Medical Provider Liens on Georgia Personal Injury Settlements
Introduction: New Legislative Changes in Georgia
Summer is an exciting time for those of us who monitor the changes coming down from Atlanta. July 1st is when newly passed legislation becomes law in Georgia. Some of those new laws are highly publicized and debated, while others fly under the radar. One of the more inconspicuous laws to change Georgia Medical Liens. While it might seem like a dry subject, it is an important one for people who have been injured due to the negligence of others, most frequently car accident victims.
What is a Hospital Lien?
According to O.C.G.A. § 44-14-470, et seq., hospitals or physicians who treat patients seeking treatment as a result of an injury caused by another party may assert a lien for reasonable charges against the settlement funds accruing to the patient, provided they fulfill the statutory requirements. These requirements include sending notice to the tortfeasor (the at-fault party), the tortfeasor’s liability insurance carrier, and the patient, and subsequently filing a lien in the county where the healthcare provider is located and the patient’s home county. This must all be done within the prescribed time period.

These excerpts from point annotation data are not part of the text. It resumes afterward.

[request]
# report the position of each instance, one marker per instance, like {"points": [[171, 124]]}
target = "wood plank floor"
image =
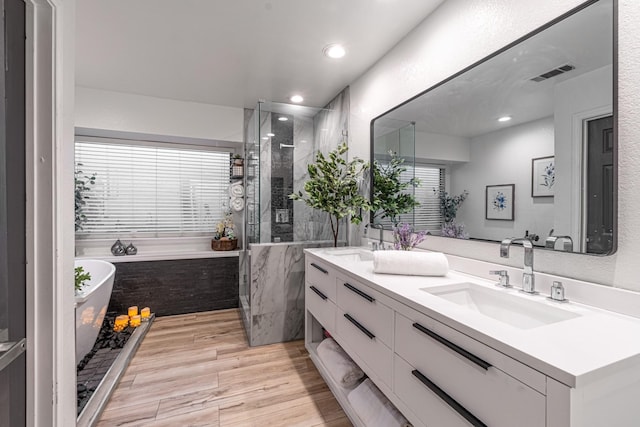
{"points": [[198, 370]]}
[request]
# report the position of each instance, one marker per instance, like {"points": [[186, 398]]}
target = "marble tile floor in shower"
{"points": [[198, 370]]}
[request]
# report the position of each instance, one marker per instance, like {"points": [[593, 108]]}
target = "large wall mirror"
{"points": [[521, 144]]}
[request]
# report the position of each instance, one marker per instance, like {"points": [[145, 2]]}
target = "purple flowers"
{"points": [[405, 239]]}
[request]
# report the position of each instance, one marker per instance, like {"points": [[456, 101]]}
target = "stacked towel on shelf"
{"points": [[413, 263], [340, 366], [373, 408]]}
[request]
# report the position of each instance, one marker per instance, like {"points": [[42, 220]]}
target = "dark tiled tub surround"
{"points": [[181, 286]]}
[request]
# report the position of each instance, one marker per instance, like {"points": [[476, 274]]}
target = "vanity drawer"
{"points": [[363, 303], [321, 307], [467, 375], [359, 341], [409, 338], [321, 275]]}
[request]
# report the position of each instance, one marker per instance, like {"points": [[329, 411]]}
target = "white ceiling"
{"points": [[470, 104], [235, 52]]}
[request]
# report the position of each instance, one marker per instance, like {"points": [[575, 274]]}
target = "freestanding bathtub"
{"points": [[92, 302]]}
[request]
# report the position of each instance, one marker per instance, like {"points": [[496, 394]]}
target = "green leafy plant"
{"points": [[83, 183], [449, 205], [390, 198], [81, 278], [334, 187]]}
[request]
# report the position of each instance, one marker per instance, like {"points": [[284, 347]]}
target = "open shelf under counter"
{"points": [[311, 343]]}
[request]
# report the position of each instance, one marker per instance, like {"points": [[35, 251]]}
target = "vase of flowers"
{"points": [[405, 239], [224, 237]]}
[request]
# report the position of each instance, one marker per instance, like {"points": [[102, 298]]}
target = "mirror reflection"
{"points": [[520, 145]]}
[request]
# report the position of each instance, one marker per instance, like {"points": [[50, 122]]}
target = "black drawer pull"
{"points": [[449, 400], [317, 291], [359, 326], [359, 292], [319, 268], [461, 351]]}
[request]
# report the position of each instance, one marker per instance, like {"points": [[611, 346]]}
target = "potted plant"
{"points": [[390, 198], [224, 237], [334, 187], [449, 206], [83, 184], [81, 278], [237, 159]]}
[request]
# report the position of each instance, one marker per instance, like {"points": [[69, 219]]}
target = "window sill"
{"points": [[162, 256], [150, 249]]}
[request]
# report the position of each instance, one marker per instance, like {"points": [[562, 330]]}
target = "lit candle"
{"points": [[121, 322], [135, 321], [133, 311]]}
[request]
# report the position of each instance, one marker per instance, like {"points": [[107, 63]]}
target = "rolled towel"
{"points": [[413, 263], [342, 369], [373, 408]]}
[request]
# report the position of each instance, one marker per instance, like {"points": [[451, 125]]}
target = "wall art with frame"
{"points": [[499, 202], [543, 176]]}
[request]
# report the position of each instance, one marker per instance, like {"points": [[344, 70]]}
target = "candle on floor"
{"points": [[133, 311], [121, 322], [135, 321]]}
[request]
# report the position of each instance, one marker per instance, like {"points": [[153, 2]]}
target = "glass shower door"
{"points": [[12, 216]]}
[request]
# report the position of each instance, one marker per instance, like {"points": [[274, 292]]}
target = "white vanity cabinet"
{"points": [[364, 325], [439, 368], [449, 378]]}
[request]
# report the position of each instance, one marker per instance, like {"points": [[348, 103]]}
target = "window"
{"points": [[145, 189], [427, 215]]}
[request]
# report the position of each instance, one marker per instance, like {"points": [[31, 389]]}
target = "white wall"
{"points": [[461, 32], [125, 112], [504, 157], [442, 149]]}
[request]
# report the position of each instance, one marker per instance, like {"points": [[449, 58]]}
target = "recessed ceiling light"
{"points": [[334, 51]]}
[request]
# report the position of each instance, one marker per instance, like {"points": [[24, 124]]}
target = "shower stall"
{"points": [[280, 141]]}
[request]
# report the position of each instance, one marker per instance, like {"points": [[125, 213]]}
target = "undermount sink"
{"points": [[352, 254], [496, 303]]}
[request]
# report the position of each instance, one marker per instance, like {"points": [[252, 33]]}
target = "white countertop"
{"points": [[589, 347]]}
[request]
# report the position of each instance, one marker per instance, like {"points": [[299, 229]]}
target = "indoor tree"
{"points": [[334, 187], [390, 198]]}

Understanding the Hospital Lien Process
In essence, if you are in a car wreck and you go to a hospital for treatment, the hospital (or physician) can collect payment for the treatment from your settlement. On its face, this doesn’t sound unreasonable. It’s a mechanism by which a doctor or hospital can get paid if you receive treatment from them and there is money with which to pay them. However, it’s not that simple. There have been a number of appellate court decisions interpreting these statutes over the last couple of decades.
Case Study: Bowden v. The Medical Center
One such case is Bowden v. The Medical Center, which had multiple trips through the appellate ranks in Georgia. It all started with the definition of “reasonable charges.” Everyone is aware that medical charges have skyrocketed over the last decade and there have been numerous reports on the vastly different rates for the same treatment at similar hospitals. The lien is not for any imaginable amount, but for the reasonable charges. The Georgia Supreme Court ultimately held that what various health insurance carriers (e.g., Anthem, UHC, Aetna, Cigna, Medicare, Medicaid) pay is admissible to prove reasonableness.
For example, if a CT scan has a base charge of $3,000 (referred to as the “chargemaster rate”), it would not be unusual to see wildly different reimbursement rates from various “payers” depending on the managed care contract with the hospital. Medicaid may pay $300, Aetna might pay $900, while UHC could pay $1,111. Determining which, if any, of those amounts are reasonable and what amount the hospital can assert its lien for was a key issue litigated in Bowden without a real definitive answer.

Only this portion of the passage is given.